11. November 2004 | Kritik • Berliner Zeitung

Thomas Abeltshauser spricht mit dem Schauspieler Christian Bale über seine Rolle in DER MASCHINIST.

11. November 2004 | Kritik • Die Welt

Sascha Westphal hat eine Geschichte um Schuld und Sühne, Verdrängung und Erlösung gesehen, in der nichts so ist, wie man zunächst meint. " Brad Anderson spielt virtuos mit den Manipulationsmöglichkeiten des Kinos. Das ist ein Segen, aber auch ein Fluch. So atmosphärisch dicht DER MASCHINIST auch erzählt ist, seine Auflösung, die einzig und allein auf der Täuschung des Zuschauers basiert, muß letztlich eine Enttäuschung sein. Daran können nicht einmal Christian Bales eindrucksvolles Spiel und sein an Selbstzerstörung grenzender Einsatz etwas ändern."

11. November 2004 | Kritik • Neues Deutschland

Andersons perfekter kleiner Thriller DER MASCHINIST schafft das Wunder, mehr zu sein als die Summe seiner Teile, meint Caroline M. Buck. "Der Film sieht aus wie das Werk eines durchgeknallten Werbefilmers und entwickelt einen Sog wie ein tödlicher Cocktail ... DER MASCHINIST, in spanischer Hitze entstanden, ist seinerseits so kalt und klaustrophobisch wie das Viersterne-Fach eines Kühlschranks."

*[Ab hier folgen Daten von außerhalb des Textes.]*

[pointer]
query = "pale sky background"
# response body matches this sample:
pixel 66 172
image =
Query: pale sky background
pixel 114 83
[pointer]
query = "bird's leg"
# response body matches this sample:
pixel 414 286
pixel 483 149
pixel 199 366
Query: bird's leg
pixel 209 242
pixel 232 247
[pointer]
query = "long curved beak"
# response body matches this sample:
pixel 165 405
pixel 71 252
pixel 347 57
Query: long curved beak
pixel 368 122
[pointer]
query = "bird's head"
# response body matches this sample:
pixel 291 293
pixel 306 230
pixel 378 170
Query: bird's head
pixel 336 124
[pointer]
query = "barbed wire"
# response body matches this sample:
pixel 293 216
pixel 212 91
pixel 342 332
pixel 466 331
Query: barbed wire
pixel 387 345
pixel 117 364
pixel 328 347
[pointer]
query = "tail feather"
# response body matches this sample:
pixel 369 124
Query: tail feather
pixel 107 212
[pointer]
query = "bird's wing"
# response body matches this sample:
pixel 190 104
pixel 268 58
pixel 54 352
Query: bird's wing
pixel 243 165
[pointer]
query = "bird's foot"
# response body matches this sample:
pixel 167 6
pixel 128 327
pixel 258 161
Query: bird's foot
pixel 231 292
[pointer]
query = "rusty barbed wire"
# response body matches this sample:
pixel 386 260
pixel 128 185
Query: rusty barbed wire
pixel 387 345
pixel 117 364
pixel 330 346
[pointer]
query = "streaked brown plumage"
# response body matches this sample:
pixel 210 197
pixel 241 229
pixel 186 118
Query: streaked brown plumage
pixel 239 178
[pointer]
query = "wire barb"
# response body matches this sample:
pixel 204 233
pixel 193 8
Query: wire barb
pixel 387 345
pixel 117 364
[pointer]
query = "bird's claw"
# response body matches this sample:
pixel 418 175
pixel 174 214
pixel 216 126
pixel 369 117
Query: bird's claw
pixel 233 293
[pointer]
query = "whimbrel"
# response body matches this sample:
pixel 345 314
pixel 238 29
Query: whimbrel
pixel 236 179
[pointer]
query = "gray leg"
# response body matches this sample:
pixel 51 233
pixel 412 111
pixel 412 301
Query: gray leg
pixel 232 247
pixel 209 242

November 2004 | Kritik • Der Schnitt

Stefan Höltgen ist von der Charakterzeichnung begeistert, die er als äußerst empathisch und um Authentizität bemüht bezeichnet. "Seine Freundlichkeit und Warmherzigkeit, die niemals als Vorwand diskreditiert wird und mit der er alle anderen Figuren für sich gewinnt, bilden die ideale Grundlage für die finale Wendung des Films. Und diese wirkt hier - selten genug - keineswegs als Ausrede des Plots, um sich nachträglich "mysteriös" zu geben, sondern bebildert eine erzählerisch plausible psychische Katastrophe, an deren Ende der Protagonist die Wahrheit über sich selbst entdeckt."

10. Februar 2004 | Kritik • Der Tagesspiegel

Julian Hanich hat eine "kinematographische Schnitzeljagd" miterlebt. "Auf dem Handlungspfad liegen Hinweise aus, die bei der Lösung des Rätsels behilflich sind. Man muss daher immer auf der Hut sein, wenn die Kamera Plakate und Aufschriften in den Blick rückt. ... Je weiter die Handlung ausgerollt wird, desto beklemmender und ungemütlicher entwickelt sie sich." Die Kamera tut das ihrige mit "faszinierend kalten und entsättigten Cinemascope-Bildern" dazu.